I finally got around to trying something I've been meaning to for ages, mixing grass clippings with shredded newspaper to make compost. This is an often repeated suggestion and I saw it on a gardening programme on the TV so it reminded me. The presenter had a nice clean tub of grass clippings and  another of newspaper soaking in water, he took a few newspapers sheets and ripped them before dropping them onto the clippings, it took about 30 seconds and looked so easy.

I went down the garden with a few newspapers and a bucket of water. The newspapers went into the bucket to be soaked and I started to pull them out. Well - guess what happens to wet paper? it all sticks together, so getting one or two sheets thickness is really difficult, then you rip it and add it to the grass clippings. Now of course, your hands are wet and the clippings stick to your wet hands and get everywhere. After 10 minutes, I'd dealt with about a single newspaper and was rapidly advancing to a state of high dudgeon.

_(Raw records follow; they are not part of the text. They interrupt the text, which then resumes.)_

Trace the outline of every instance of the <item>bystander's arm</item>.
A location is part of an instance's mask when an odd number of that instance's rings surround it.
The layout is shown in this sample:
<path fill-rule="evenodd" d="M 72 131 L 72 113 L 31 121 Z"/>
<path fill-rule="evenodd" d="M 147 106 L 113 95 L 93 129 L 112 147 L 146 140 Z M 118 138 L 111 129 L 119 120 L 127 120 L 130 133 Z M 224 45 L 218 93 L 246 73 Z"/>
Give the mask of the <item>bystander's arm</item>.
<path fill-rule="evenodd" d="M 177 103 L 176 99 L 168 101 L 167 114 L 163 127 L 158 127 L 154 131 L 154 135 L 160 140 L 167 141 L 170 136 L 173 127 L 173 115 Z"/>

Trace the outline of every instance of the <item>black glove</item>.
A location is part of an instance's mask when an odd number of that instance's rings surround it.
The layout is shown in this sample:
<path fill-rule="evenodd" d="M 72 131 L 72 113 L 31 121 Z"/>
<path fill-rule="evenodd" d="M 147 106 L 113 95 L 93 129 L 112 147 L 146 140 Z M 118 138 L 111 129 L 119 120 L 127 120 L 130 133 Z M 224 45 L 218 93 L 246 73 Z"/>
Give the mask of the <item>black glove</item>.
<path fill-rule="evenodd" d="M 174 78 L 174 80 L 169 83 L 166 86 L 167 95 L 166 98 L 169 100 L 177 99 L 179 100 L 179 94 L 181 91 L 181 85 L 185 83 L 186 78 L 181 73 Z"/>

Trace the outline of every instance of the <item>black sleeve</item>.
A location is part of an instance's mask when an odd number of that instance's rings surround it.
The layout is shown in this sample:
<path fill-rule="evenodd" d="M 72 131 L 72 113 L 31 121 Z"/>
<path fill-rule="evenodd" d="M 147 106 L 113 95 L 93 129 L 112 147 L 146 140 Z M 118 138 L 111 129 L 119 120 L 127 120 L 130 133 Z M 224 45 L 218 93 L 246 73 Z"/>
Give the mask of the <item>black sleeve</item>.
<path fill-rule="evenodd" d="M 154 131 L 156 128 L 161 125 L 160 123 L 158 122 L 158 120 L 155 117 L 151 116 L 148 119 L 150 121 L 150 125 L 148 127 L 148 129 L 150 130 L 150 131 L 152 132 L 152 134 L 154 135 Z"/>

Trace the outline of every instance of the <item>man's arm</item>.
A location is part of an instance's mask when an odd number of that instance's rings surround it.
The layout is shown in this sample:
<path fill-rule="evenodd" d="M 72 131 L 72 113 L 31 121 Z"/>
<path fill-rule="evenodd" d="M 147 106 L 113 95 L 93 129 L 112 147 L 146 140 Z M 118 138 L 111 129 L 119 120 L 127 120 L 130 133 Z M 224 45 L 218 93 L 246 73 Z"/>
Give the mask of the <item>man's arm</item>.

Conclusion - if you have the patience of a saint and all the time in the world, this method probably works. For normal mortals however, it's easier to add the grass as it comes and then mix it later using a fork when some non-grassy material arrives. The problem with newspapers is that they need to be added no more than one layer in thickness (of paper, i.e. a page - not a whole paper) if they are to rot quickly (less than a year) and that's a real pain to do in quantity. If there are several layers of paper, they manage to resist rotting far better than just about anything else. I suggest you don't bother and join me in pooh-poohing any further suggestions of doing this by people who quite clearly have never really tried it.